Elle leva les yeux au ciel.
— Lieutenant, Eido sert à quoi, d’après vous ? Sans compter sa femme. Chandra possède quant à lui toute une armée de serviteurs enturbannés.
— Forbes ?
— Compétent. Je sais qu’il travaille dans sa maison. Lui et sa femme ont eu bien de la chance ! Ils l’ont achetée à une époque où les taux hypothécaires étaient très bas, avec un emprunt sur trente ans. Aujourd’hui, elle vaut une fortune. Elle donne sur la mer, et il n’y a aucun réservoir de pétrole aux environs.
— Finch ?
— Il a construit ses serres lui-même, creusé un tunnel à champignons... Mais Catherine est encore plus douée que lui.
— Hunter et Ho, les deux ingénieurs ?
— Ils pourraient construire l’Empire State Building avec des allumettes.
— Cecil ?
— Tout le monde y passe, on dirait, s’amusa Desdemona. Je ne pourrais pas vous dire. Il est doué, mais tout le monde a tendance à le prendre un peu pour un larbin, et un larbin noir, de surcroît. Pas étonnant qu’ils nous haïssent.
— Otis ?
— Maintenant, il ne soulève plus rien de lourd. Apparemment, il a fait une crise cardiaque, et j’essaie de convaincre les Parson de lui assurer une bonne retraite. Avant, il travaillait sans arrêt, mais je crois que ses problèmes ne sont pas liés à ça. Il s’inquiète surtout à propos de Wesley, le neveu de sa femme. Il meurt de trouille à l’idée que le gamin se retrouve dans les ennuis. Le Creux et Argyle Avenue sont en ébullition.
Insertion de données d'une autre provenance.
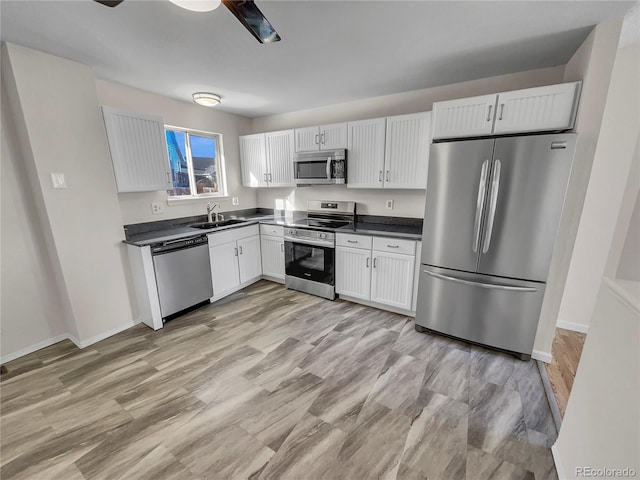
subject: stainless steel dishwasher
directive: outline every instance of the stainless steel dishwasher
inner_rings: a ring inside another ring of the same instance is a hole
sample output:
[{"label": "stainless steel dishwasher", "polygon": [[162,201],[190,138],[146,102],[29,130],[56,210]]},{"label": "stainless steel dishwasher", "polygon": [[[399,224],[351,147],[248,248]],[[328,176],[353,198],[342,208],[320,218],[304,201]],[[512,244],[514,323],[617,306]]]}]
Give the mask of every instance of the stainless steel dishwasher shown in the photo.
[{"label": "stainless steel dishwasher", "polygon": [[151,245],[162,319],[213,296],[206,235]]}]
— Et encore, attendez le printemps, dit Carmine d’un air sombre. Jusqu’à présent, la météo nous a permis de gagner du temps, mais tout va exploser quand il fera beau.
— Le mari d’Anna Donato est plombier.
— Anna Donato ?
— Elle s’occupe de tout l’équipement du Hug.
— Les Kyneton ?
— Oh là là ! Le dernier étage du Hug est un vrai cirque, ces temps-ci. Hilda et Tamara sont à couteaux tirés. La plupart du temps, elles se contentent de s’injurier, mais l’autre jour elles se sont battues, et nous avons dû nous y mettre à quatre pour les séparer. Heureusement que le Prof n’était pas là pour voir ça ! De toute façon, s’il revient, Hilda sera déjà partie : le cher Keith a acheté sa clientèle à New York.
— Et Schiller ?
— Pas très adroit de ses mains : il est incapable de préparer le moindre échantillon. Mais après tout, il n’a pas à le faire, les techniciens sont là pour ça.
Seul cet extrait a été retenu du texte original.